In a study that identified the psychosocial problems of 752 cancer patients it was found that more problems were reported by younger survivors (ages 18-54 yrs), women, nonwhites, those who were not married, and those with a household income of less than $20,000 a year (Baker, 2005, p. 2565).  In addition, of the total population in this study more than 25% of adult cancer survivors at 1 year past diagnosis had problems including continued health problems, psychosocial problems, emotional discomfort, fears about the future, financial problems and difficulties in returning to former roles (Baker, 2005, p. 2575). More than two-thirds were concerned with their illness returning, nearly 60% were concerned about disease recurrence, and nearly 58% were fearful about their future (Baker, 2005, p. 2571).

It is important to note younger cancer patients (ages 18-54 yrs.) reported experiencing on average three more problems than older patients in this study (Baker, 2005, p. 2572). These problems include fertility issues, career choices/job discrimination, health insurance worries, financial needs, and feelings of vulnerability, isolation and helplessness (Baker, 2005, p. 2571).

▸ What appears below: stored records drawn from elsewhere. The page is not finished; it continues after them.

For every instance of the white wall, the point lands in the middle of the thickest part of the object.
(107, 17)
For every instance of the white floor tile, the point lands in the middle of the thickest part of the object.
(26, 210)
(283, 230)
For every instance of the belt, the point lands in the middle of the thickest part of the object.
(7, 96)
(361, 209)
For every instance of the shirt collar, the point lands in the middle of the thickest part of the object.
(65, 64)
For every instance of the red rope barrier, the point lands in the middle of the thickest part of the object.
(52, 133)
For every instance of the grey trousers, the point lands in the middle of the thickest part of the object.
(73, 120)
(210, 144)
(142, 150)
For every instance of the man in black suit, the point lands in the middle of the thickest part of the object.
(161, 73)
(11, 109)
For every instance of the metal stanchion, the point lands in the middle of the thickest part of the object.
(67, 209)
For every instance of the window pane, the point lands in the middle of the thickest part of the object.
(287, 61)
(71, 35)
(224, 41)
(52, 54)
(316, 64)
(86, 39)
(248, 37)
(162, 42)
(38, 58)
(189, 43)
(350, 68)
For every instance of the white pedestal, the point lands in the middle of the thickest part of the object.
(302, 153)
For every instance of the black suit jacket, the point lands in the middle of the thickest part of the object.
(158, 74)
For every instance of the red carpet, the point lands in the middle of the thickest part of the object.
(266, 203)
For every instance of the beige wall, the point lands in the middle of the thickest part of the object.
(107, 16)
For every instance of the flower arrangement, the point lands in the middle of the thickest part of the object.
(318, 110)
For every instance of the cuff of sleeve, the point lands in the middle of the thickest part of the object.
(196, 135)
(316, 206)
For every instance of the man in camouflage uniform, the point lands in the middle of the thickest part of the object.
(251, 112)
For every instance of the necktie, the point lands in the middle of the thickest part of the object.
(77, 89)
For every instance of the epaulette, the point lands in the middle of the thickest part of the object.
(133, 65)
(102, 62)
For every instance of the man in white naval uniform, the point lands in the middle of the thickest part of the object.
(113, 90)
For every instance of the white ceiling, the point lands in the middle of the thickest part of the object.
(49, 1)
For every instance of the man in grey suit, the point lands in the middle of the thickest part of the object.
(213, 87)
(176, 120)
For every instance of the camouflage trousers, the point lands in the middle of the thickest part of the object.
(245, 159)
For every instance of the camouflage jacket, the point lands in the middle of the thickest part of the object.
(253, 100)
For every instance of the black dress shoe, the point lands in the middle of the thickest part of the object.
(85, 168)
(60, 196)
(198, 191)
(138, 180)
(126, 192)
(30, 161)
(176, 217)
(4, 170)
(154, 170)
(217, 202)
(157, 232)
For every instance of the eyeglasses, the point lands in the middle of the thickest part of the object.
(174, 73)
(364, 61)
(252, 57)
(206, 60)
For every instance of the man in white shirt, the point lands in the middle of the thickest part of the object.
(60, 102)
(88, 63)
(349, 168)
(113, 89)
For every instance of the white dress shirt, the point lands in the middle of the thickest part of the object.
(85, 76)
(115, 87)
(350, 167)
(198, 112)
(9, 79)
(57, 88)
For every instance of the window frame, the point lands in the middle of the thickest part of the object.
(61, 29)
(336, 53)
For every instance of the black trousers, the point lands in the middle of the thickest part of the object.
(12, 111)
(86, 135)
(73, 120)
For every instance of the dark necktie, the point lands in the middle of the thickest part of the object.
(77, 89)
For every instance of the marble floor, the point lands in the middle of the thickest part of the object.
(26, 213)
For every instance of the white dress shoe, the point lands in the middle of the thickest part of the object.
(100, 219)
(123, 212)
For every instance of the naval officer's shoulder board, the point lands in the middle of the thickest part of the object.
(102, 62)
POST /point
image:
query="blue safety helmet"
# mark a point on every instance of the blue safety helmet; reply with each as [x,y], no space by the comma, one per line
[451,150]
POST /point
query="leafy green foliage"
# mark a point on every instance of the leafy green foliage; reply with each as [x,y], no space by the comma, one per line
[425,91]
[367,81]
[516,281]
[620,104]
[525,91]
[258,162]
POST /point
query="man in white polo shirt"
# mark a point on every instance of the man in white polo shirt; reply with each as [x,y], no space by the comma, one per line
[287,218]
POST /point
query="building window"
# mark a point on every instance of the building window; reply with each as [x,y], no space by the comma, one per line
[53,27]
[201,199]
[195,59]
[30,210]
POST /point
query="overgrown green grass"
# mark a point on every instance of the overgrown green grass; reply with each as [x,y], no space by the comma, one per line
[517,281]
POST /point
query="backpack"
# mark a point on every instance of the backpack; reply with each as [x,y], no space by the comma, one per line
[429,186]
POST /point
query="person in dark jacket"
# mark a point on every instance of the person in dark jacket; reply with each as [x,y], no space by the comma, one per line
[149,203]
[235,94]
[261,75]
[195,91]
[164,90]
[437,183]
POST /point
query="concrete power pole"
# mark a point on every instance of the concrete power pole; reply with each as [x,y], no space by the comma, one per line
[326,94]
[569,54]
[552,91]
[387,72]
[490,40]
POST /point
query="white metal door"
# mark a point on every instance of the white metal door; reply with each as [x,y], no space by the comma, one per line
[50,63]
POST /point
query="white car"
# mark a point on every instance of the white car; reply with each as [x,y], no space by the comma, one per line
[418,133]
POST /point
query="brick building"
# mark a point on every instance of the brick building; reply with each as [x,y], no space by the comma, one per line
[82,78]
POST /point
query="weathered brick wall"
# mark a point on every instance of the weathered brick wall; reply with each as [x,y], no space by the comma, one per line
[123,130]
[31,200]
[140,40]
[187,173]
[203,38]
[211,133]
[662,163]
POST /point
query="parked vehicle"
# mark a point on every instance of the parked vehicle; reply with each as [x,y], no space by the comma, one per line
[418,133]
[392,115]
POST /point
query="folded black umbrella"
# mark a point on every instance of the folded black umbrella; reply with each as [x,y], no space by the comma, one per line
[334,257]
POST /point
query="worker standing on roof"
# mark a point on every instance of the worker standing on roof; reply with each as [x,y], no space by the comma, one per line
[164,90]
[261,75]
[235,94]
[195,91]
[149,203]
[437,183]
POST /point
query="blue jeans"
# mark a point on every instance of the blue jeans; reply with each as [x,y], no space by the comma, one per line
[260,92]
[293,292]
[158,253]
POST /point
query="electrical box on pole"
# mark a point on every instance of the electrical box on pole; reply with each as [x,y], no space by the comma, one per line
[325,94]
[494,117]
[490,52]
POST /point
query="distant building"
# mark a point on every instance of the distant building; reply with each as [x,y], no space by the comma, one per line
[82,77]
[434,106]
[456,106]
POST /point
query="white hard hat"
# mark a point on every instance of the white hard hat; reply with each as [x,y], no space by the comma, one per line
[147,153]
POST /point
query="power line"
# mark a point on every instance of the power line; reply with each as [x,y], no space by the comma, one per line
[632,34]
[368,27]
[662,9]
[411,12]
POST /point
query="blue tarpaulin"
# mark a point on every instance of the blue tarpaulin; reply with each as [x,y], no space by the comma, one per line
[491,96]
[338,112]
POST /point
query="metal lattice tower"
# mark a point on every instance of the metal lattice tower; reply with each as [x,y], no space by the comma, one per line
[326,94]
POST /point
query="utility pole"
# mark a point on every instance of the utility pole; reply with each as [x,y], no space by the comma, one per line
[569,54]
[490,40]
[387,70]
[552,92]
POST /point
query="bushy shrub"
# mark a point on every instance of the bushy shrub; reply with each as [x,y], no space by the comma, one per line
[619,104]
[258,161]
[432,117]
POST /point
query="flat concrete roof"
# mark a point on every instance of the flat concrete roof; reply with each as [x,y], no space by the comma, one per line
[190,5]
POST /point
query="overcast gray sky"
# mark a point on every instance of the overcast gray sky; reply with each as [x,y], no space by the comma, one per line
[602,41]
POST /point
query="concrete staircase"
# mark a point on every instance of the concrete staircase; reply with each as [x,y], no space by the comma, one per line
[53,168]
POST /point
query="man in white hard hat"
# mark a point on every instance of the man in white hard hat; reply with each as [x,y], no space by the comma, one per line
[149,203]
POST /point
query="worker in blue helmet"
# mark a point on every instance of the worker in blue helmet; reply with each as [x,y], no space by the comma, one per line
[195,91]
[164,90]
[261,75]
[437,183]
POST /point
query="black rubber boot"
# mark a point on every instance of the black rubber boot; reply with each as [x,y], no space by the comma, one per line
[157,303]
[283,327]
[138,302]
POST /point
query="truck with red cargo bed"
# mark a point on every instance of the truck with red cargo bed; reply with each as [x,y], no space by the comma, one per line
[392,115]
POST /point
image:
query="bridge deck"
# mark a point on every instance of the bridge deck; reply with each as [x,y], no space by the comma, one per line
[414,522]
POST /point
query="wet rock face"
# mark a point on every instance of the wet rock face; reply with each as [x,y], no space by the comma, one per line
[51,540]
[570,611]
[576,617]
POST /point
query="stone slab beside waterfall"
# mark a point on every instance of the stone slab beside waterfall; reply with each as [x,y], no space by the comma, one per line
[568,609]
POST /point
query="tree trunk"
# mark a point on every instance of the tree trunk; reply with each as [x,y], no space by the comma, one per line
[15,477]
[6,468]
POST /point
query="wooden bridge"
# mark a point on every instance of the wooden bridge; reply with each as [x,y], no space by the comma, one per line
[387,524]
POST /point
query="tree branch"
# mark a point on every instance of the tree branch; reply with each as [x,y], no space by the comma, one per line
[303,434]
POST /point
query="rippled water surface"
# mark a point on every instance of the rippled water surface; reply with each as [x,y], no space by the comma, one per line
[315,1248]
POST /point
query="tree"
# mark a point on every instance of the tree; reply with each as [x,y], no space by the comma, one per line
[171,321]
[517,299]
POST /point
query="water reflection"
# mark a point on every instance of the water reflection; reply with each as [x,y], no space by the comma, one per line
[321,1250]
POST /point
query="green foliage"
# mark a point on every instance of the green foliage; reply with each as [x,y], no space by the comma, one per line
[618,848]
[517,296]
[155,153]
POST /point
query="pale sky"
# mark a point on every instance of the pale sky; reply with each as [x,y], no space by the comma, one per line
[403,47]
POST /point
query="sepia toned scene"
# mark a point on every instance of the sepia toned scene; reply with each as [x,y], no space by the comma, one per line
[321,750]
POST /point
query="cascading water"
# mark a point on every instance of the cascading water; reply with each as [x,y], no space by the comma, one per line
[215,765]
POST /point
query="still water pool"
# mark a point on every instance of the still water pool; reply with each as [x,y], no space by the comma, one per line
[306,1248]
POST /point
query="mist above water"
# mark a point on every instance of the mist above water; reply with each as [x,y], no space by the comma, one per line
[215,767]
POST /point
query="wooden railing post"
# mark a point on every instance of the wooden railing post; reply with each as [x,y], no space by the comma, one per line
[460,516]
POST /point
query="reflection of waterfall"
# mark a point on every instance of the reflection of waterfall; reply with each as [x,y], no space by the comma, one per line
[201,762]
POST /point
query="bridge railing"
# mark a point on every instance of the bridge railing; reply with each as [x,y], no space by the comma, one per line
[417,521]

Lastly, although these issues clearly affect the quality of life of cancer patients/survivors there are many studies that confirm that psychological symptoms, such as intrusion, depression and PTSD, do not predict disease progression of cancer within a patient (Cassileth, 1985; Jamison, 1987; Epping-Jordan, 1994).

Although one week at camp can certainly help these young adult survivors in their transition after cancer treatment, it cannot take away all of their issues.  Discussing the benefits of regularly attending a young adult cancer support group for continued peer support, along with the benefits of guidance from an experienced therapist / counselor goes a long way towards breaking down the stigma around these tools, proven to be very helpful on the path toward recovery and survivorship for these young adults.